Wien: neoliberal statt anders

Auch die Wiener Stadtregierung setzt zur Krisenbewältigung auf Umverteilung von Unten nach oben!
Albert Kropf und Karin Wottawa

Laut Finanzbericht lag der Wiener Schuldenstand Ende 2015 bei fast 5,5 Milliarden Euro und hat sich seit 2007 vervierfacht FPÖ, ÖVP und Neos fordern daher weitere Privatisierungen und Sozialabbau. Stichwort: Mindestsicherung kürzen. Doch die Schulden stammen nicht aus den meistens bereits ausgelagerten Gemeindebetrieben. Im Gegenteil – Kanal, Wasser, Müll und Parken bringen viel Geld in die Stadtkassa. Trotzdem werden fast jährlich die Gebühren erhöht. Mit 1. Jänner sind Müll, Wasser und Parkscheine dran.

Ein Großteil der Schulden ist in Schweizer Franken. Seit Jahren warnen Arbeiterkammer und Verbraucherschutz vor Fremdwährungskrediten. Dass die Gemeinde sich darauf einlässt, zeigt die Perspektivenlosigkeit der Stadtregierung. Da die steigenden Einnahmen aus Gebühren nicht reichen, um Schulden und Zinsen zu bedienen, schnürt Rot/Grün ein gewaltiges Sparpaket. 10% sollen ausgabenseitig quer durch eingespart werden und das bei in vielen Bereichen ohnehin schon sehr dünnem Personalstand. Die Krise im Gesundheitsbereich zeigt wohin die Reise geht: Sparen auf Kosten der Allgemeinheit!

Rot/Grün versucht sich in der Finanzdebatte in ein fortschrittliches Licht zu stellen. Der Großteil der Ausgaben läge im Sozialbereich und ein Teil der Schulden stamme aus „Bewältigung“ der Wirtschaftskrise, wird vom Rathaus behauptet. Die wichtigste Frage dabei ist allerdings, wer die Kosten für eine Krise bezahlt, die nicht die Allgemeinheit verursacht hat. Und hier zeigt sich das wahre Gesicht von Rot/Grün.

Die Kosten werden ArbeitnehmerInnen, PensionistInnen, AlleinerzieherInnen, Kranken und Armen durch steigende Gebühren, Sozialabbau sowie den zig tausenden Beschäftigten in und um die Gemeinde Wien umgehängt. Das ist „normale“ neoliberale Krisenbewältigung. In manchen Bereichen mag die Gemeinde Wien noch sozialer sein als andere Städte, in vielen ist sie es längst nicht mehr. Fakt bleibt, die Strategie der Stadtregierung zielt darauf ab, die wirklich Reichen nicht angreifen zu müssen.
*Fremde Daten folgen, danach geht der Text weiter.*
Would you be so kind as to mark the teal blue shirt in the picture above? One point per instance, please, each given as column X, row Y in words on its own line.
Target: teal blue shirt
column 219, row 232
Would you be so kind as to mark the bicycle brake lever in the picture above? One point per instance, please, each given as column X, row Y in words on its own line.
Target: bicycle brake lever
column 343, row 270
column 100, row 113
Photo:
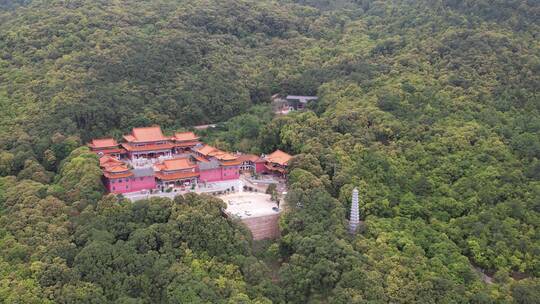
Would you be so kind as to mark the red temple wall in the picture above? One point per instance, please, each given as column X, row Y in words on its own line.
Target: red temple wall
column 143, row 183
column 132, row 184
column 260, row 168
column 229, row 173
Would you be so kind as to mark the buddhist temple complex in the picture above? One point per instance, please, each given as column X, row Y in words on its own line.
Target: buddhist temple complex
column 148, row 160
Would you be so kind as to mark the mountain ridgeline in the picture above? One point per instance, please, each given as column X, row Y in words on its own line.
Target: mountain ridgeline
column 430, row 108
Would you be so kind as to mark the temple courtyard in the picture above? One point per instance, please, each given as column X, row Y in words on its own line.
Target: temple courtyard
column 250, row 204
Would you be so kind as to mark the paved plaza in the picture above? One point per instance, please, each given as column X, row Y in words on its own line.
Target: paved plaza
column 249, row 204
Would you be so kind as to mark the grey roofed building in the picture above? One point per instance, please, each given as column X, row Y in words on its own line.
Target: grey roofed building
column 212, row 164
column 302, row 99
column 140, row 172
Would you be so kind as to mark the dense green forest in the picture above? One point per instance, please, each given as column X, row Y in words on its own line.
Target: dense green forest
column 430, row 108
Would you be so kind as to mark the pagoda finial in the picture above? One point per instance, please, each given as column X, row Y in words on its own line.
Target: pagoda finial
column 354, row 220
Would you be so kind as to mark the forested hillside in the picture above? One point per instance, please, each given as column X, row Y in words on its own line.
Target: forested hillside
column 430, row 108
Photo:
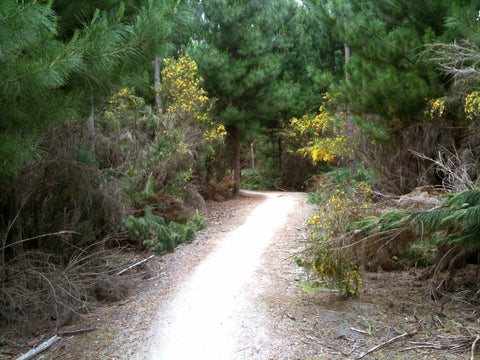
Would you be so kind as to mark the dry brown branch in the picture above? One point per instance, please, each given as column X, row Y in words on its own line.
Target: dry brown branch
column 80, row 331
column 455, row 169
column 379, row 346
column 136, row 264
column 459, row 59
column 39, row 349
column 473, row 347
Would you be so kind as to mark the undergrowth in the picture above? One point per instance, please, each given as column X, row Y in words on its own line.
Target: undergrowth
column 350, row 231
column 339, row 203
column 157, row 235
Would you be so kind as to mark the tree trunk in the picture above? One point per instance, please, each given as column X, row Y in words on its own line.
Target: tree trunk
column 158, row 96
column 252, row 153
column 237, row 171
column 350, row 125
column 90, row 124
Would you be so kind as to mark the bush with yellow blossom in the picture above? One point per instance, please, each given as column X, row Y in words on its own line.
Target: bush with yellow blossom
column 324, row 134
column 186, row 99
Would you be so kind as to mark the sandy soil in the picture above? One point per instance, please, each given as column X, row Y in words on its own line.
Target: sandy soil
column 268, row 309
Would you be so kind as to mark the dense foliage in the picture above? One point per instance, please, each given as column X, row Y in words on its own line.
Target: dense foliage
column 118, row 115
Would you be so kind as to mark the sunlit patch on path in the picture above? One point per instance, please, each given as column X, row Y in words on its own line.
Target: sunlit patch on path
column 204, row 319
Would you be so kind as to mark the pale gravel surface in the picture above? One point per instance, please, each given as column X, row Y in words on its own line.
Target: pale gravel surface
column 271, row 315
column 246, row 292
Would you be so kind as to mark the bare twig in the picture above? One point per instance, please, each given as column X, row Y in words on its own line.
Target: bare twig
column 136, row 264
column 473, row 347
column 80, row 331
column 41, row 348
column 63, row 232
column 326, row 345
column 379, row 346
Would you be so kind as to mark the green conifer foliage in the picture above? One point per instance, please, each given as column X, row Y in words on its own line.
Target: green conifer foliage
column 34, row 67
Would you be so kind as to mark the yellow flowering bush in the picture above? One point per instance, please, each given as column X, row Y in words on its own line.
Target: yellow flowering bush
column 435, row 108
column 324, row 133
column 327, row 225
column 125, row 109
column 472, row 105
column 182, row 91
column 338, row 271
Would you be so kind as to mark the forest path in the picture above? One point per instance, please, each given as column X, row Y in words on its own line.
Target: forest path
column 220, row 311
column 225, row 295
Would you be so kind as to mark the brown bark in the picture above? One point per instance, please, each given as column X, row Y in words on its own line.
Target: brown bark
column 90, row 125
column 237, row 171
column 158, row 96
column 350, row 125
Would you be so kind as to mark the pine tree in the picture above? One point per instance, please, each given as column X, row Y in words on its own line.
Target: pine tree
column 246, row 57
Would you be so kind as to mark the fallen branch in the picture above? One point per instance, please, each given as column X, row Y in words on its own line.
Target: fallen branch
column 41, row 348
column 473, row 347
column 75, row 332
column 326, row 345
column 136, row 264
column 360, row 331
column 375, row 348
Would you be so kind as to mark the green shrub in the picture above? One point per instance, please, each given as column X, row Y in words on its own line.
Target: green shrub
column 157, row 235
column 257, row 179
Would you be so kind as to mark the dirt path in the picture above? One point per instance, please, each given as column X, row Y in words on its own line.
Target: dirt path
column 217, row 313
column 234, row 293
column 218, row 297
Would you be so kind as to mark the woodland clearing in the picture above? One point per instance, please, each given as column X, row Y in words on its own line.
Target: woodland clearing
column 278, row 312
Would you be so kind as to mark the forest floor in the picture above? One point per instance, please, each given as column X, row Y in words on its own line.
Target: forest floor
column 272, row 311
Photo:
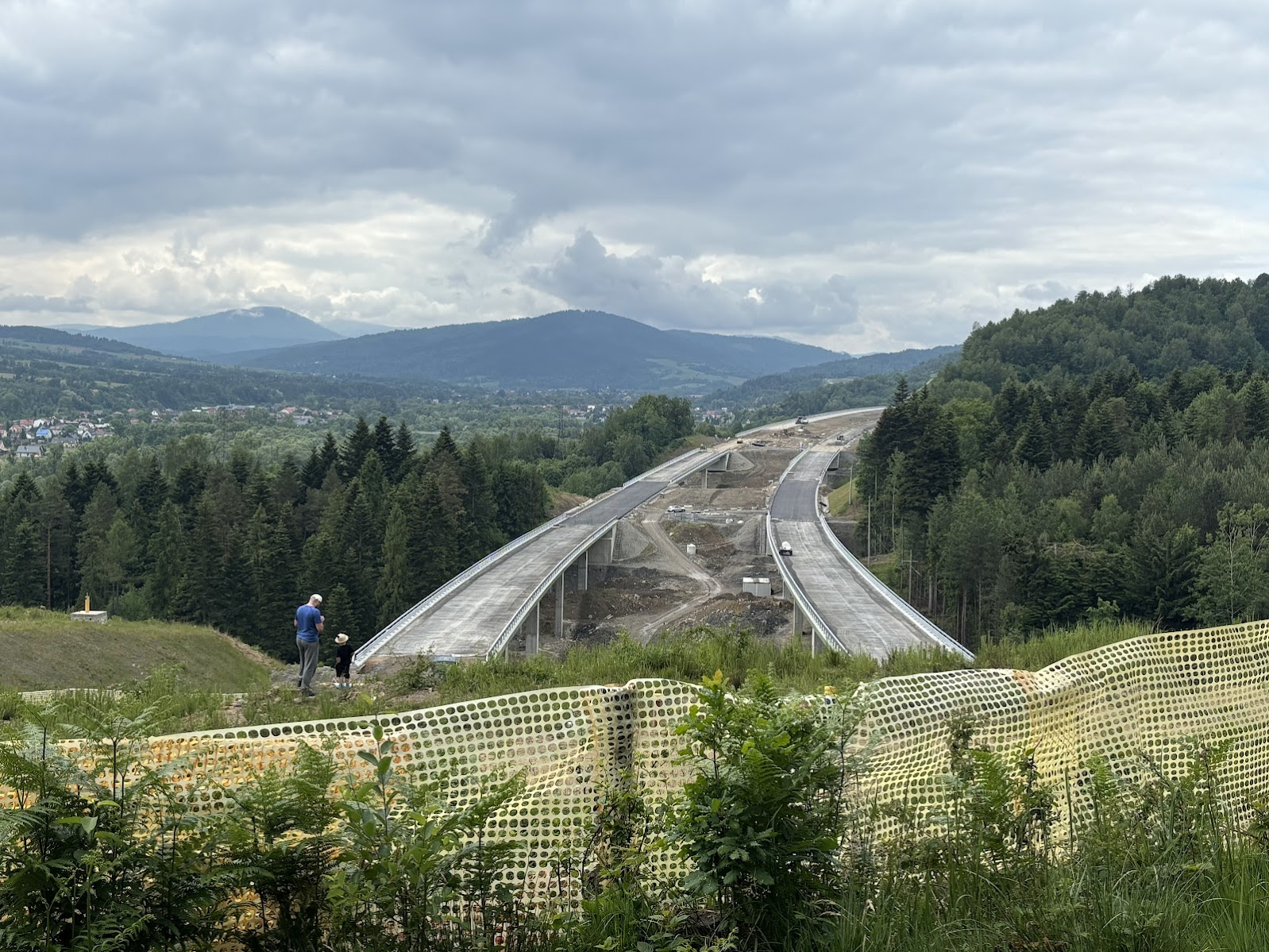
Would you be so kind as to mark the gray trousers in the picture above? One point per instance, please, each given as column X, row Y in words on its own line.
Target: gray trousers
column 307, row 663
Kürzungen im längst nicht mehr roten Wien

  • Hinter dem Kürzel WiStA verbirgt sich der „Wiener Strukturreform- und Ausgaben-Lenkungsausschuss“. Hier sollen “Ideen” gesammelt werden, wo in Wien “Einsparungen” gemacht werden könnten oder sollten. Laut Stadträtin Brauner soll es “keine Denkverbote” geben. Das bedeutet im PolitikerInnensprech, dass jeder Vorschlag, zu kürzen, erlaubt ist. Das Ziel sind 10 % Einsparungen.
  • Die ÖVP sieht ein Einsparungspotential von bis zu 1,1 Milliarden Euro, denn “man solle sich den Nebengebührenkatalog anschauen”. Das betrifft die Bezahlung von Arbeit an Sonn- und Feiertagen, unter erschwerten Bedingungen, sowie Überstunden. Also weitere Flexiblisierungen und Lohnverluste für öffentlich Beschäftigte. Die Privatwirtschaft folgt rasch. Betroffen wären z.B. KindergärtnerInnen und die Pflege.
  • Indem Beschäftigte (auch mit Abschlägen) in Frühpension geschickt und diese Posten nicht nachbesetzt werden, wird Personal abgebaut. Und: MitarbeiterInnen sollen mehr Aufgaben übernehmen, also mehr Arbeit in der gleichen Zeit erledigen. Zusammengelegte Abteilungen, weniger Personal, mehr Aufgaben: wie sich das auf Wartezeiten und in überlasteten Bereichen wie Jugendamt auswirkt, kann man sich vorstellen.
  • Die hochbezahlten und privat versicherten „ExpertInnen“ sehen Einsparungspotential, das sie selbst nicht trifft. In den Wiener Spitälern soll es bis 2018 um 328 weniger Stellen für ÄrztInnen geben. Schon jetzt fehlt es in den Schulen an SozialarbeiterInnen und PsychologInnen. Bauauflagen sollen reduziert werden. Mit problematischen Folgen für Sicherheit, Mietpreise, Grünzonen und soziale Durchmischung.